In 2007, not long after the screenings at the Sunset 5, John S. Rad mysteriously passed away, and except for a single screening at the Cinefamily in 2009 (that I dragged all of my friends to), the film disappeared. Since then, if I ever met someone at a party who had managed to see it, you really did feel like the two of you were part of some larger mythological thing. It was proof that the movie actually existed and wasn’t just a remnant of some fever dream. It is the definition of a cult movie, and I’m so thrilled to think that the cult is now able to grow.
Now, as I get older, I sometimes wonder if I’m growing out of this phase of liking terrible movies. The last time I went to see The Room, rather than celebrating the oddity of its existence, I actually found the audience to be self-righteous and disrespectful, acting hostile towards the screen. And now knowing first-hand how difficult it is to simply make a film, I have compassion for any filmmaker who is able to see their vision through to the end, no matter how poorly conceived or executed it may be. I also just have such little free time these days, and question whether it’s better spent watching any of the actual cinema classics that I’ve still yet to see, or spent watching John Stamos’ failed action vehicle Never Too Young To Die (the director of which, Gil Bettman, was actually my Directing 1 teacher in college). I suspect I’m not alone in this.

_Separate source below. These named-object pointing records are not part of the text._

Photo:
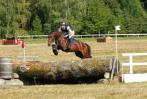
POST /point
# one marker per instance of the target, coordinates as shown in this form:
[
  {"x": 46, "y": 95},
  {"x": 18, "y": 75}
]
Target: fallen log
[{"x": 87, "y": 70}]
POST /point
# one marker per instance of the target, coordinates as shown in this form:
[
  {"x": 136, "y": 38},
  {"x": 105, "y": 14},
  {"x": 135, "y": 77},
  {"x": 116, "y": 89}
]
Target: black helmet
[{"x": 63, "y": 23}]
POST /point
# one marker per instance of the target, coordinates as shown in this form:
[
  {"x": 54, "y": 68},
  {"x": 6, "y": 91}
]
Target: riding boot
[{"x": 54, "y": 49}]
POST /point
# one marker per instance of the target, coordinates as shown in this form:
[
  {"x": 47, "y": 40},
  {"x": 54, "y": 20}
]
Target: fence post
[{"x": 131, "y": 64}]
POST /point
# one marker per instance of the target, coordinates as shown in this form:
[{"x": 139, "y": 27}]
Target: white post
[
  {"x": 24, "y": 54},
  {"x": 116, "y": 45},
  {"x": 131, "y": 64}
]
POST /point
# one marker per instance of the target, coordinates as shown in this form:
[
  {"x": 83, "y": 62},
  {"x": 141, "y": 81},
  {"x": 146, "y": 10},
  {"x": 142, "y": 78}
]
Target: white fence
[
  {"x": 90, "y": 35},
  {"x": 131, "y": 77}
]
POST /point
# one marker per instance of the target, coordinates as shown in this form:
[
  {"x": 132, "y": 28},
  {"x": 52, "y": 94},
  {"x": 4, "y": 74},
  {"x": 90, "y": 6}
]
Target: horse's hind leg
[
  {"x": 54, "y": 49},
  {"x": 79, "y": 54}
]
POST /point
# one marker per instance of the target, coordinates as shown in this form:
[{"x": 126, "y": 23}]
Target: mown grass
[
  {"x": 80, "y": 91},
  {"x": 85, "y": 39}
]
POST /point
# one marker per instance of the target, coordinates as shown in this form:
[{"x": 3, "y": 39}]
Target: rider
[{"x": 67, "y": 31}]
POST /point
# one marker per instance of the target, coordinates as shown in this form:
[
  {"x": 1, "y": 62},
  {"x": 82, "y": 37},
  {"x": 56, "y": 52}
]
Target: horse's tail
[{"x": 89, "y": 50}]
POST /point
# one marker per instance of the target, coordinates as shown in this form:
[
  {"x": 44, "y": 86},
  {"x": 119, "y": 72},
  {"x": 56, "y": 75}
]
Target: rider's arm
[
  {"x": 59, "y": 30},
  {"x": 71, "y": 32}
]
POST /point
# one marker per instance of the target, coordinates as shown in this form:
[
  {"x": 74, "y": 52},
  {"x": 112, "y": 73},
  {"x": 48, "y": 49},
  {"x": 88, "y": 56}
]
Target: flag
[{"x": 21, "y": 43}]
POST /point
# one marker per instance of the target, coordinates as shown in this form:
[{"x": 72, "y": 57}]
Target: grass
[{"x": 80, "y": 91}]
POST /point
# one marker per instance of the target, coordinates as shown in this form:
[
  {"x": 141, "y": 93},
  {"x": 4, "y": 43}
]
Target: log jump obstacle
[{"x": 131, "y": 77}]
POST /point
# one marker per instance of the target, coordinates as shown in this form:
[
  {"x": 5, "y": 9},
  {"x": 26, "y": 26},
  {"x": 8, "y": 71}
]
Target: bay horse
[{"x": 82, "y": 50}]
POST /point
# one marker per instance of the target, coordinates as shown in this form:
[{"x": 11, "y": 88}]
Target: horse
[{"x": 82, "y": 50}]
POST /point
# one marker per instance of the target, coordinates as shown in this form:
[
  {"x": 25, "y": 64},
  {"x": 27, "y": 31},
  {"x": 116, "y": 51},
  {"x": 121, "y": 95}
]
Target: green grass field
[{"x": 79, "y": 91}]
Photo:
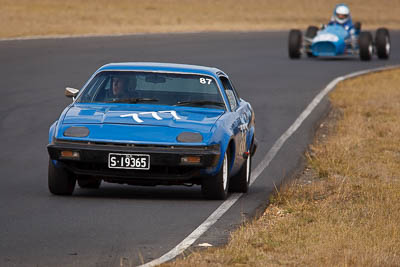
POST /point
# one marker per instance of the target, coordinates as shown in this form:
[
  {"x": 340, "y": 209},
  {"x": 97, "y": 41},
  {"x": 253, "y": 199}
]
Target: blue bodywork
[
  {"x": 222, "y": 128},
  {"x": 334, "y": 40}
]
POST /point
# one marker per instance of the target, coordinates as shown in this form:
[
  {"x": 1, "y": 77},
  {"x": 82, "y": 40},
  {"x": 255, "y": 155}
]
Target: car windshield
[{"x": 155, "y": 88}]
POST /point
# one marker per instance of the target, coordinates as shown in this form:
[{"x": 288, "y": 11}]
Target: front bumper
[{"x": 165, "y": 161}]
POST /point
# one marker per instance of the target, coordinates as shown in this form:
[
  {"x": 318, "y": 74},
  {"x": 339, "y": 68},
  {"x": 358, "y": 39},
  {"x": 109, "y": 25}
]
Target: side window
[{"x": 230, "y": 93}]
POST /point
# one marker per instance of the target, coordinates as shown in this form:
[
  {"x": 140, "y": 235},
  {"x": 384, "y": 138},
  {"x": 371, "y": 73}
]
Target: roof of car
[{"x": 167, "y": 67}]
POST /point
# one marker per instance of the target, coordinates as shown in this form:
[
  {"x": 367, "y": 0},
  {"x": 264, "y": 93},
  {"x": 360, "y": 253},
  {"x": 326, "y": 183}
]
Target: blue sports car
[
  {"x": 154, "y": 124},
  {"x": 335, "y": 40}
]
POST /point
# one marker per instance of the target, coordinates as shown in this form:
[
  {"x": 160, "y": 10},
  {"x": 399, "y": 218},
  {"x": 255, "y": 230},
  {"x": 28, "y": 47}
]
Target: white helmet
[{"x": 341, "y": 14}]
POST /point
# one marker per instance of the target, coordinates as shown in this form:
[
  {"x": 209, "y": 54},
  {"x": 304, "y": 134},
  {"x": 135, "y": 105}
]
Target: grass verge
[
  {"x": 75, "y": 17},
  {"x": 345, "y": 208}
]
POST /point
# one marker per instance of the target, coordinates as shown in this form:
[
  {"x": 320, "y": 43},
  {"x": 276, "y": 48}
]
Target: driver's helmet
[{"x": 341, "y": 13}]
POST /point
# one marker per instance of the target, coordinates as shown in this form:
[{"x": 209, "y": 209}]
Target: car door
[{"x": 242, "y": 116}]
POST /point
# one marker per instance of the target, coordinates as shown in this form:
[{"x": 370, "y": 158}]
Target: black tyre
[
  {"x": 357, "y": 26},
  {"x": 382, "y": 43},
  {"x": 310, "y": 34},
  {"x": 366, "y": 46},
  {"x": 295, "y": 44},
  {"x": 216, "y": 187},
  {"x": 240, "y": 182},
  {"x": 89, "y": 183},
  {"x": 60, "y": 181}
]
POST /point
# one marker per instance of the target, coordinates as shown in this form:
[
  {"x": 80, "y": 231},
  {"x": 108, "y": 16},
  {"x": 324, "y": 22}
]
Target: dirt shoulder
[
  {"x": 74, "y": 17},
  {"x": 345, "y": 208}
]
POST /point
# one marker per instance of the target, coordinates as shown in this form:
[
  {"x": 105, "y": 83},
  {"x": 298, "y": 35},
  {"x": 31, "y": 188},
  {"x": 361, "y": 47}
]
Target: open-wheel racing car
[
  {"x": 154, "y": 124},
  {"x": 335, "y": 40}
]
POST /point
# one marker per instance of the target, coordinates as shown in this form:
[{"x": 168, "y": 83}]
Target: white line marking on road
[{"x": 224, "y": 207}]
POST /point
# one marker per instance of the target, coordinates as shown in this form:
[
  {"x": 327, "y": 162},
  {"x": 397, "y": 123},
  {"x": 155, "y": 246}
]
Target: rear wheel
[
  {"x": 241, "y": 181},
  {"x": 89, "y": 183},
  {"x": 382, "y": 43},
  {"x": 216, "y": 187},
  {"x": 310, "y": 34},
  {"x": 295, "y": 43},
  {"x": 366, "y": 46},
  {"x": 60, "y": 181}
]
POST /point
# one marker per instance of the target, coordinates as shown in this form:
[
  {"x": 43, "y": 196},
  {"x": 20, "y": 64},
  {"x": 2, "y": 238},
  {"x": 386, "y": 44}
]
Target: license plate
[{"x": 129, "y": 161}]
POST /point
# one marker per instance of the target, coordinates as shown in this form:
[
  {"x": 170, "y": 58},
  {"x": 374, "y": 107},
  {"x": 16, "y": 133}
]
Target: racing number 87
[{"x": 205, "y": 81}]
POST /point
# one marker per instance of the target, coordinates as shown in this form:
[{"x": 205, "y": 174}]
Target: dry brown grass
[
  {"x": 65, "y": 17},
  {"x": 345, "y": 209}
]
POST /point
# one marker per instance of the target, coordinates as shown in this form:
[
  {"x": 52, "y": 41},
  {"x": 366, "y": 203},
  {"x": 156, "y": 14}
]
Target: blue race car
[
  {"x": 335, "y": 40},
  {"x": 154, "y": 124}
]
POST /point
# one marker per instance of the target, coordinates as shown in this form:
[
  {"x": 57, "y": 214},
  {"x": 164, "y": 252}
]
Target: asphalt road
[{"x": 127, "y": 224}]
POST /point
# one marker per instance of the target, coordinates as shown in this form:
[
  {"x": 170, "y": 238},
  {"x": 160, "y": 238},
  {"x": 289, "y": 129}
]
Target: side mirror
[{"x": 71, "y": 92}]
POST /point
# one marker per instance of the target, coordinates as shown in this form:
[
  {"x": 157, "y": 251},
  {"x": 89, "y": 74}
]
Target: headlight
[
  {"x": 75, "y": 131},
  {"x": 189, "y": 137}
]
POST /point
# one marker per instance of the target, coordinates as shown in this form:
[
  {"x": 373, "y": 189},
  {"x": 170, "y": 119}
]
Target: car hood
[{"x": 138, "y": 123}]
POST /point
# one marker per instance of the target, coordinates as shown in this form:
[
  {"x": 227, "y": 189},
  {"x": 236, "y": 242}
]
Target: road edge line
[{"x": 224, "y": 207}]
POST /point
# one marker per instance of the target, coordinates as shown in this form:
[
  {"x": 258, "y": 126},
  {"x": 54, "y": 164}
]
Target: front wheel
[
  {"x": 241, "y": 181},
  {"x": 366, "y": 46},
  {"x": 295, "y": 44},
  {"x": 382, "y": 43},
  {"x": 310, "y": 34},
  {"x": 216, "y": 187},
  {"x": 60, "y": 181}
]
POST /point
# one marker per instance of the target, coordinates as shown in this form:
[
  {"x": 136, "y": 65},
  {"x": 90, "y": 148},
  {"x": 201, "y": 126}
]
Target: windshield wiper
[
  {"x": 200, "y": 103},
  {"x": 133, "y": 100}
]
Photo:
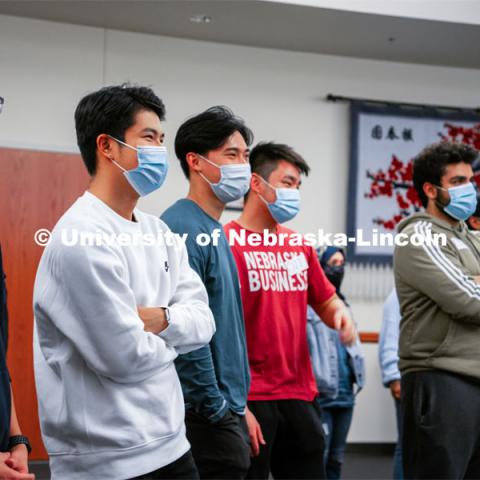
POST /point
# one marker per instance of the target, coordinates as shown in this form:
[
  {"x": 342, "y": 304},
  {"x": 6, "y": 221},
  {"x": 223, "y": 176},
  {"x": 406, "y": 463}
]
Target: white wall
[{"x": 46, "y": 67}]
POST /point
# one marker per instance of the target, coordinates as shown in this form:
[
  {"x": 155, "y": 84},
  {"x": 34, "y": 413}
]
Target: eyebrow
[
  {"x": 152, "y": 130},
  {"x": 291, "y": 177},
  {"x": 236, "y": 149}
]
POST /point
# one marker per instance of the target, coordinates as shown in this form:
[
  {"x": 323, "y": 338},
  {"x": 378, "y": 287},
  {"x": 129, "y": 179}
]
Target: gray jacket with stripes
[{"x": 437, "y": 281}]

But with Dangerous Men, watching it takes me right back to my high school days, sitting in Eric Barker’s basement, munching on microwave popcorn. Or to the days spent handing out double-decker bologna sandwiches to people in line outside screenings of Troll 2 (which, if you look closely, you can see me doing in the documentary Best Worst Movie). So in a weird way, this movie represents a time in my life that was a lot more innocent. It’s not that I’m growing out of these films, it’s that my appreciation for the greats has only deepened. I have to give Drafthouse Films so much credit for releasing this movie. John S. Rad is a real filmmaker, and Dangerous Men is in a class of its own.